Avec la virtuosité qu’on lui connaît, Le Bernin adapte à la sculpture le motif de la sacra conversazione, fréquent dans la peinture italienne depuis que Fra Angelico peignit le retable d’Annalena, à la fin des années 1430, pour le couvent de San Marco à Florence. Cependant, cette discussion n’est pas ici écoute appliquée, fondée sur la contemplation ou le recueillement. Elle est vive, presque enflammée et, manifestement, tourne à la dispute. Ipso facto, la première réaction de qui contemple le groupe, conformément au dessein de l’esthétique baroque, mêle la surprise à l’interrogation : que se disent-ils donc, ces personnages, dans ce coretti, nonchalamment accoudés à leur draperie de marbre jaune bordée de pierre noire ? Peut-être, comme le suggérait le président De Brosses, l’un glisse-t-il aux autres, sur un ton plaisant : « si c’est ici l’amour divin, je le connais ; on en voit ici-bas maintes copies d’après nature »[1] — mot autrement plus pertinent et drôle que la boutade de Lacan qui se croyait malin : « Vous n’avez qu’à aller regarder à Rome la statue du Bernin pour comprendre tout de suite qu’elle jouit, sainte Thérèse, ça ne fait pas de doute »[2].

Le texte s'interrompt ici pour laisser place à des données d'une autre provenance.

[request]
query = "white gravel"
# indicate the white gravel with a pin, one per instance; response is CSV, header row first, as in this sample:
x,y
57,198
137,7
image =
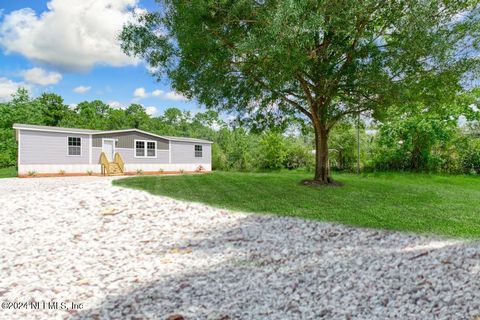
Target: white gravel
x,y
125,254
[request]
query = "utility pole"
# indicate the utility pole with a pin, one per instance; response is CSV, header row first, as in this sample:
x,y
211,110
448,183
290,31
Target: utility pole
x,y
358,143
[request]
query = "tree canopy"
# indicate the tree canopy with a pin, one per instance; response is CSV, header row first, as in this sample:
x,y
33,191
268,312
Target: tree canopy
x,y
318,61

[1] Le Président de Brosses en Italie. Lettres familières écrites d’Italie en 1734 et 1740, t. II, Paris, Didier et Ce, 1858, p.79 — réédité en 2005 au Mercure de France, coll. « Le Temps retrouvé ».
[2] J. Lacan, Le Séminaire, séminaire XX, Encore, Paris, Seuil, 1975, p.70.
Car, précisément, cela est douteux, et c’est là le génie du Bernin ! Lacan fait ici preuve d’un des traits de caractère du Bourgeois qui – Flaubert l’avait en son temps justement observé dans le premier chapitre de la deuxième partie de Madame Bovary (1857) avant d’en faire le cœur de Bouvard et Pécuchet (posth. 1881) – possède un goût monomaniaque pour les provocations dérisoires, la phraséologie et les taxinomies. L’authentique Prudhomme, continuellement contrarié, aime en effet à préciser sans relâche ce dont il parle, et il passe le plus clair de son existence à rédiger les notices du dictionnaire de ses idées reçues, à tisser, « dans le style coulant, cher aux bourgeois »[1], les propos qu’il tient, d’une voix onctueuse et péremptoire, de bribes d’esprit, à asséner, en l’occurrence, avec Soljenitsyne qu’« on asservit les peuples plus facilement avec la pornographie qu’avec des miradors », avec Michel Henry que la pornographie est une « profanation collective de la vie », ou, avec Claude Chabrol « un fascisme ordinaire », à soutenir avec Robert Escarpit que « l’érotisme est une pornographie de classe » ou avec Breton, Robbe-Grillet et Chris Marker que « la pornographie, c’est l’érotisme des autres », ou, donc, « qu’elle jouit, sainte Thérèse, ça ne fait pas de doute » ! À bien égards, décidément, l’âge bourgeois est aussi celui de la sottise, laquelle ne fait bon ménage ni avec l’érotisme, ni avec la séduction.
[1] C. Baudelaire, Mon Cœur mis à nu (1887) in Œuvres complètes, Paris, Laffont, coll. « Bouquins », 1989, p.411.